The closest is six to seven miles away.
That's a 20 -minute drive on a good day.
In a disaster, that could be hours.
It could be impossible.
They also have specific numbers of vulnerable populations, like the elderly and children, that they have to consider in their planning.
And how is their planning structured to address this?
Well, they have one major evacuation route, which is a potential bottleneck.
But they have a very specific warning system, a six -sound siren system specifically for a chemical release, plus automated phone notifications to residents.
And the industry itself is involved?
Deeply involved.
Shell isn't just a neighbor.
They are a partner in the response.
They have their own fire stations and medical facilities inside the plant.
They act as a buffer zone and a first line of defense.
The text mentions a really specific recommendation for the residents regarding shelter -in -place kits.
This is such great practical advice.
The consulting group that studied the city recommended that each home have a kit containing tape and plastic sheeting, specifically to seal doors and windows in case of a chemical plume.
Wow.
It really highlights how your local geography completely dictates your disaster plan.
A kit in Deer Park, Texas looks very different than a kit in, say, Kansas.
Exactly.
In Kansas, you worry about tornadoes and need a basement shelter.
In Deer Park, you worry about chemical clouds and need plastic sheeting.
So we have covered the why, the definitions, the types, the management, the triage, and the case study.
It is a lot of material.
It is.
But if we boil it all down to the nurse's responsibility, what is the final takeaway for the student listening?
The text says it best.
Nurses are the backbone of the disaster response.
But to be that backbone, you must be prepared personally first.
You need to maintain your credentials.
You absolutely need to know the signs of WMDs and the rules of triage.
And you need to participate in the planning and the drills at your facility.
It's not just about showing up.
It's about showing up ready.
Precisely.
Comprehensive planning saves lives.
That is the bottom line of this entire chapter.
Well, there you have it.
Chapter 29.
Natural and manmade disasters.
Fully unpacked.
We really hope this makes the textbook feel a little less heavy in your backpack and a little more solid in your mind.

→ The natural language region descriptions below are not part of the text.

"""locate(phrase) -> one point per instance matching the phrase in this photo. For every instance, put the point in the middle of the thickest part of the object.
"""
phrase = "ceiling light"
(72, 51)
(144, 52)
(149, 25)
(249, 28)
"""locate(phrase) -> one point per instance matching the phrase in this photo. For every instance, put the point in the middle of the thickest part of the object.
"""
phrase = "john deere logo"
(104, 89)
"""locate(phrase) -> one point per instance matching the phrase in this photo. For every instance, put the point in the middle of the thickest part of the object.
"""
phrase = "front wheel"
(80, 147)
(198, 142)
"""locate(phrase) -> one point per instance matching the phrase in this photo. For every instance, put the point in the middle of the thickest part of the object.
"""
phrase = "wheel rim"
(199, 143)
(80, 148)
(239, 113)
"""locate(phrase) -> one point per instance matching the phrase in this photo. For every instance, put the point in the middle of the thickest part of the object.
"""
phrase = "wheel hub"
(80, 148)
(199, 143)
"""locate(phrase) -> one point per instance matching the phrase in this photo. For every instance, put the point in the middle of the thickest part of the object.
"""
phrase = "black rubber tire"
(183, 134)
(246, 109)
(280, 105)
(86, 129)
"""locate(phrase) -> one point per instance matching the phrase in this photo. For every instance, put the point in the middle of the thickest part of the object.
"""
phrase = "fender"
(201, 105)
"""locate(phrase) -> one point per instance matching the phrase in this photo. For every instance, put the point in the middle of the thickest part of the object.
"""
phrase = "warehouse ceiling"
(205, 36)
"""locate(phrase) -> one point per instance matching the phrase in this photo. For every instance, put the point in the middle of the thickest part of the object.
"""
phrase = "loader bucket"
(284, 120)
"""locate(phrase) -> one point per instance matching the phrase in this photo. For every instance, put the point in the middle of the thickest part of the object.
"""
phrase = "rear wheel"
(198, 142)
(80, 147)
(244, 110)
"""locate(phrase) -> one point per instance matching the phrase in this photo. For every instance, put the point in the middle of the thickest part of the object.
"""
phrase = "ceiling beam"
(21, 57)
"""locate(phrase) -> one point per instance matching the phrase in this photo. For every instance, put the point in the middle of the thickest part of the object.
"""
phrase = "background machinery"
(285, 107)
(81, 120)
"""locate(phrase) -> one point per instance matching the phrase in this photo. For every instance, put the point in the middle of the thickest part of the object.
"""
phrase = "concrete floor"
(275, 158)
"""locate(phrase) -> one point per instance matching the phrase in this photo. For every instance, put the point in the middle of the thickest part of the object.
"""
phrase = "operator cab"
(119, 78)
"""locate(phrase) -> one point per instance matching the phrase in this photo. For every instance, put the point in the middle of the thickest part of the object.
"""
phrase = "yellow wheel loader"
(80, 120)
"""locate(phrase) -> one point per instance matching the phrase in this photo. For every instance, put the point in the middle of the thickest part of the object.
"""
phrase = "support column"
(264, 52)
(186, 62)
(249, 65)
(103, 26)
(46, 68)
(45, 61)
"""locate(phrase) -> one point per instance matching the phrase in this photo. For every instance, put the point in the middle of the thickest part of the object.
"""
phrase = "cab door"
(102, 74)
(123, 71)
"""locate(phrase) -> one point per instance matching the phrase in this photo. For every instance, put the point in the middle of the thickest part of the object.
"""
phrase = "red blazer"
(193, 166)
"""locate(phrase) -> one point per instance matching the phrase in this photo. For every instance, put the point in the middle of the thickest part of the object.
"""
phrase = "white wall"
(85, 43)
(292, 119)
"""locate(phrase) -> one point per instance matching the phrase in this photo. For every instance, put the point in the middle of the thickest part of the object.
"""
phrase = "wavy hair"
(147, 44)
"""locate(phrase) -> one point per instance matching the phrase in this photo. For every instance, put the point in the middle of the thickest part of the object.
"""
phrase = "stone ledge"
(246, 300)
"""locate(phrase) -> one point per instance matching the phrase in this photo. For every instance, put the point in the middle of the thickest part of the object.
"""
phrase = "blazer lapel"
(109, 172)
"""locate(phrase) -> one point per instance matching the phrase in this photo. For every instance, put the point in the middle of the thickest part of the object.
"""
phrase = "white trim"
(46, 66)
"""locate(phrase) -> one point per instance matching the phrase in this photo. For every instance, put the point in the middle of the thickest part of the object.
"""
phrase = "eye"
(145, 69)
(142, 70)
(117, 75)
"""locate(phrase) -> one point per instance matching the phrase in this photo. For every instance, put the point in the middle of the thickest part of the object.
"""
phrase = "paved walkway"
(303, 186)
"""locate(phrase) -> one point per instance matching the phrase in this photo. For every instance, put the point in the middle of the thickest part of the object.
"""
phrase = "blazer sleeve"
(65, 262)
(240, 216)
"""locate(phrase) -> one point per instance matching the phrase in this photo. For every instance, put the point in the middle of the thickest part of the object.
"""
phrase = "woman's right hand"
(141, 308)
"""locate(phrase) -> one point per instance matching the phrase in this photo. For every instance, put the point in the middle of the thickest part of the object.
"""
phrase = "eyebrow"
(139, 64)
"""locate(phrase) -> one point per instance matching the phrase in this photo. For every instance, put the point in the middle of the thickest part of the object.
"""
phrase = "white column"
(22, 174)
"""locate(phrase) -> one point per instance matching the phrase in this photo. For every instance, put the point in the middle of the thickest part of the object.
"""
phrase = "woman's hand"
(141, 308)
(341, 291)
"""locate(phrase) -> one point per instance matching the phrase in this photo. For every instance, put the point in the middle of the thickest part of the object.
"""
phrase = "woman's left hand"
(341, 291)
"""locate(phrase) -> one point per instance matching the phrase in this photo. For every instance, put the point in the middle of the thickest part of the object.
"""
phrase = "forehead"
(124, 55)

A huge thank you from the last minute lecture team to all the nursing students listening.
You guys are doing the hard work.
You're studying for the future, and we really appreciate you.
Keep studying, stay safe, and we will catch you on the next deep dive.
And one final thought before you go.
Just something to chew on that isn't explicitly in the text but connects to everything we just discussed.
We talked about how the term storm surge was removed from the hurricane scale because it was found to be inaccurate and misleading.
It makes me wonder, as climate change continues to shift weather patterns and our technology evolves,
what other standard scales or definitions might become obsolete in the next 10 years?
Are our very definitions of disaster evolving faster than our textbooks can even keep up?
That is a very provocative thought.
The landscape is definitely changing.